Responding to conflict

Negotiation implies “conflict” – something that needs to be resolved, resulting in an outcome. The perception is that conflict is destructive and negative. It’s a fight, a challenge or an obstacle, often difficult to solve and even to be feared. Many people avoid conflict at all costs (and may set themselves up to be taken advantage of.) But conflict can also be constructive and productive.

Conflict is productive when it:

  • Creates or innovates
  • Gives an opportunity for growth
  • Is used to share information
  • Is used to resolve differences and bring clarity
  • Teaches us how to solve problems

In a negotiation, some conflict is inevitable.
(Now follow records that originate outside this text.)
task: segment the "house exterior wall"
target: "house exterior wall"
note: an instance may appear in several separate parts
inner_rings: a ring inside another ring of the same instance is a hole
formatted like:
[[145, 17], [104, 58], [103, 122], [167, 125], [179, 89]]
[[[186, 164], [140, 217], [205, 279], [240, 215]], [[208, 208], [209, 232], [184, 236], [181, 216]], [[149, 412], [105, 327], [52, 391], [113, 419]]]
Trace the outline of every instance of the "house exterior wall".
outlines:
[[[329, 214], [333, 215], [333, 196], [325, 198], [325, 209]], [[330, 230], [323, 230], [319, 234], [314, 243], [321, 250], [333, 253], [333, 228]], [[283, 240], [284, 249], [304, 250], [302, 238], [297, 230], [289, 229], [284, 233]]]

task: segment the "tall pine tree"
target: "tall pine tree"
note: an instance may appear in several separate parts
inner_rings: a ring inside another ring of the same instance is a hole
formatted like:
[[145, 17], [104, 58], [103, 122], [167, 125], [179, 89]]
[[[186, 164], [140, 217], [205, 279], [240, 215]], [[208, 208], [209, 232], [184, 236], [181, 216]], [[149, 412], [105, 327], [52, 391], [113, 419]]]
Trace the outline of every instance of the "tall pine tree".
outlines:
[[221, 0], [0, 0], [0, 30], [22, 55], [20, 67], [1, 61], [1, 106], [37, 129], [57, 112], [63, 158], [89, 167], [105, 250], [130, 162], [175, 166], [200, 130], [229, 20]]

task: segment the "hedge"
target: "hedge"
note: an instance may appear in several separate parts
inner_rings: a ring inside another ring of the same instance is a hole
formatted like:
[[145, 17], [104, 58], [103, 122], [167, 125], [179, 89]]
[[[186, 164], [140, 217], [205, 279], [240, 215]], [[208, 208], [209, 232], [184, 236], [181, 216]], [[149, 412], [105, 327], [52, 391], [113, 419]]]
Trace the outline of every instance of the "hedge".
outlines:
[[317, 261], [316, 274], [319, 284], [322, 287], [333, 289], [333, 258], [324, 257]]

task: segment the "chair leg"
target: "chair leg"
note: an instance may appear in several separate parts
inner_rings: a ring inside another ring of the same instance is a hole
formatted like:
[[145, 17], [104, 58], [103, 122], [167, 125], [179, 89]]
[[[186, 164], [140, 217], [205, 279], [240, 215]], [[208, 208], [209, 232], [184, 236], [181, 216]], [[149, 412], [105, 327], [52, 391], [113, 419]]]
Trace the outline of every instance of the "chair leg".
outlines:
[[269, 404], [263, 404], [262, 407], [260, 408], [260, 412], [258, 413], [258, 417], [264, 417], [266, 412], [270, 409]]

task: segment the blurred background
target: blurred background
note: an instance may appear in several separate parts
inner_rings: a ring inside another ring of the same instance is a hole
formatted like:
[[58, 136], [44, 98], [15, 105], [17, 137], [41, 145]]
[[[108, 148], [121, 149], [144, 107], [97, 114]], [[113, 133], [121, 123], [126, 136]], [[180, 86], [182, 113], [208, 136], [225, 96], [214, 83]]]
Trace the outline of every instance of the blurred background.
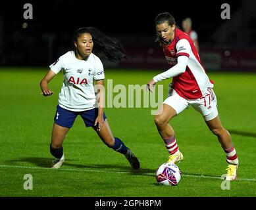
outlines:
[[[25, 3], [32, 5], [32, 19], [25, 19]], [[222, 4], [230, 7], [230, 19], [222, 19]], [[95, 26], [119, 39], [128, 60], [105, 67], [168, 68], [155, 43], [155, 16], [173, 15], [182, 28], [190, 17], [198, 35], [199, 54], [209, 71], [256, 72], [256, 9], [253, 0], [205, 3], [158, 1], [19, 1], [1, 3], [0, 66], [48, 68], [72, 47], [73, 32]]]

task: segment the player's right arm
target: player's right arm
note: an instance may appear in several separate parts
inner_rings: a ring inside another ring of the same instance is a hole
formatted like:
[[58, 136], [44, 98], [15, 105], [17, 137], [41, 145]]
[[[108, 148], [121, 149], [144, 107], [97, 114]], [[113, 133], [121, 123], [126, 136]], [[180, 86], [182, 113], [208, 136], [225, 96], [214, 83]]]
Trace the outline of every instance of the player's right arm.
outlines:
[[41, 80], [40, 87], [42, 91], [41, 94], [43, 94], [43, 96], [47, 96], [53, 94], [53, 92], [49, 89], [48, 83], [55, 76], [55, 73], [49, 70], [43, 78]]

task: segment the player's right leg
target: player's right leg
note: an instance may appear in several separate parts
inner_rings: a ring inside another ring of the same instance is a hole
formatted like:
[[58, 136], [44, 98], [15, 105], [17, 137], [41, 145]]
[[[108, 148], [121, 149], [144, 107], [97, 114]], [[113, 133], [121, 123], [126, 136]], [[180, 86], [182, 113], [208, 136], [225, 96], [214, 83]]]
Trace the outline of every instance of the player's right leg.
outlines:
[[67, 110], [59, 105], [57, 106], [50, 144], [50, 153], [55, 158], [51, 165], [53, 168], [59, 168], [65, 159], [63, 146], [64, 138], [73, 125], [76, 116], [76, 112]]
[[61, 167], [65, 160], [63, 153], [63, 141], [69, 128], [60, 126], [54, 123], [51, 134], [51, 142], [50, 144], [50, 152], [56, 159], [53, 161], [52, 168]]
[[172, 118], [182, 112], [188, 106], [185, 99], [180, 98], [181, 97], [173, 91], [173, 94], [164, 101], [160, 113], [155, 117], [157, 130], [169, 153], [167, 161], [172, 163], [183, 159], [183, 155], [180, 152], [176, 143], [174, 131], [168, 123]]

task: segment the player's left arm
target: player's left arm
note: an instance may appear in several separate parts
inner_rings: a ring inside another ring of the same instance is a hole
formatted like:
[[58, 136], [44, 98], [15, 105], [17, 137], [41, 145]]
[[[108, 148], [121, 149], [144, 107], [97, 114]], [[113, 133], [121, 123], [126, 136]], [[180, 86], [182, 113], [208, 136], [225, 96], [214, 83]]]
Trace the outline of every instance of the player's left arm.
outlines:
[[98, 116], [94, 123], [94, 126], [97, 124], [97, 129], [100, 131], [104, 125], [103, 108], [105, 107], [105, 87], [104, 79], [95, 80], [97, 91], [96, 100], [98, 105]]

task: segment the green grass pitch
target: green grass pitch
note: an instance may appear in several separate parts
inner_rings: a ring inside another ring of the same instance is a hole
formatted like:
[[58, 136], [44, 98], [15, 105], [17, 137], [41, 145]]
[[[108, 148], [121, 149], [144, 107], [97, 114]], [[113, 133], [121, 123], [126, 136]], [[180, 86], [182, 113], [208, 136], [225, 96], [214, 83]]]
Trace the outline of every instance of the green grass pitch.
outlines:
[[[156, 184], [155, 171], [168, 154], [155, 126], [151, 108], [107, 108], [115, 136], [140, 158], [133, 171], [127, 160], [107, 148], [80, 117], [64, 142], [66, 160], [49, 169], [49, 152], [61, 74], [51, 81], [55, 93], [40, 94], [39, 83], [47, 68], [0, 68], [0, 196], [255, 196], [256, 74], [209, 74], [215, 82], [222, 125], [232, 134], [240, 160], [238, 178], [222, 190], [226, 167], [217, 138], [192, 108], [171, 121], [184, 159], [177, 163], [182, 179], [176, 186]], [[115, 84], [145, 84], [160, 72], [106, 70]], [[164, 91], [168, 84], [165, 81]], [[117, 93], [116, 93], [117, 94]], [[24, 189], [24, 175], [33, 190]]]

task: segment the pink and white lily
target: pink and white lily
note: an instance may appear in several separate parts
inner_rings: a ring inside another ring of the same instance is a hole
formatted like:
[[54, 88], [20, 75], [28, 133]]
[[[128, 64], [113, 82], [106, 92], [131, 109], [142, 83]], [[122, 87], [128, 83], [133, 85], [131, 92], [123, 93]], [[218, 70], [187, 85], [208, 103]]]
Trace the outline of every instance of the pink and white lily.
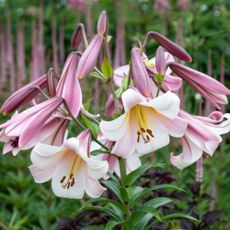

How you handle it is not.

  • Avoid feelings that the other person is wrong or needs to change
  • Communicate a desire to work together to find a solution
  • Exhibit behaviour that is spontaneous and not destructive
  • Empathy: identifies with partner’s problems, feelings and reactions
  • Treats partners with respect and trust
  • Investigates issues instead of taking sides
“Putting conflict management into practice” – Walker and Harris (1995)

Before the negotiation, think about your negotiating partner and anticipate conflict:

  • What are the possible objections to what you are asking?
  • How will you address those objections?
  • What are the alternatives you can offer?
  • If you get what you want, specifically how will your negotiating partner also benefit?

Put it in writing and keep it with you during the negotiation.